Efficiently using the network resources of Mobile Ad-hoc NETworks (MANETs) is challenging. The absence of a centralized administration leads to a congestion problem (Transport layer). The flows are usually routed through shortest routes, typically through the same central part of the network (Network layer). Communicating via shared wireless links raises a contention problem (MAC layer). Multi-hop transmissions cause flows not only to interfere with each other, but also with themselves.
We focus on jointly solving the contention and congestion distributed control problem in a bounded queue MANETs. The resulting flow rates satisfy fairness criteria according to a given Network Utility Maximization (NUM) function. In recent years a number of papers have presented solutions to the same problem based on NUM algorithms. However, this work typically necessitates either complex computations, heavy signaling/control overhead, and/or approximated sub-optimal results. In this work, we employ and adapt the IEEE 802.11 protocol in the NUM with a simple and efficient queue management mechanism. Unlike the majority of the published work in this area, we focus on the feasibility of the proposed solution in case of random static and mobile networks considering the overheads and the signaling methods.
We propose a novel algorithm that jointly solves the congestion, multipath routing, and contention distributed control problem for MANETs. The objective is to find the end-to-end optimal source rates at the transport layer, sub-flow rates for each path of the multipath sessions at the network layer, and persistence probability at the MAC layer. The primal problem formulation is a non-convex, non-separable NUM optimization. By introducing new variables, applying certain transformations, and using an analogy based on Ohm's law, we develop a distributed algorithm that can find the optimal solution for general concave utility functions.

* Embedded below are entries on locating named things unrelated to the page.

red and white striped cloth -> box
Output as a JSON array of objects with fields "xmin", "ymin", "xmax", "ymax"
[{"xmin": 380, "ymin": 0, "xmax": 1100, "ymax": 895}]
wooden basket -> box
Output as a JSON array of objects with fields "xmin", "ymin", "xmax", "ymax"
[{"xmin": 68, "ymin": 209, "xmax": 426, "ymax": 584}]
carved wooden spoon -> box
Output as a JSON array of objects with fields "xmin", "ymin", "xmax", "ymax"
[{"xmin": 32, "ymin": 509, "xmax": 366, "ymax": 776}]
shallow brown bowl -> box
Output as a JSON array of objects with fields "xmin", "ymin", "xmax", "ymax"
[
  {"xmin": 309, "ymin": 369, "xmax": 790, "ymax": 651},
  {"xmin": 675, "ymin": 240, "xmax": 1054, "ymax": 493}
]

The algorithms are implemented in NS-3 and evaluated against non-idealistic scenarios, i.e. link failures, message losses, asynchronous updates, and with the presence of inaccurate topology information. We evaluate the overhead and signaling associated with the algorithms quantitatively and qualitatively and provide absolute gain values. The results show that the proposed algorithms significantly outperforms layered approaches, using standard protocols such as TFRC.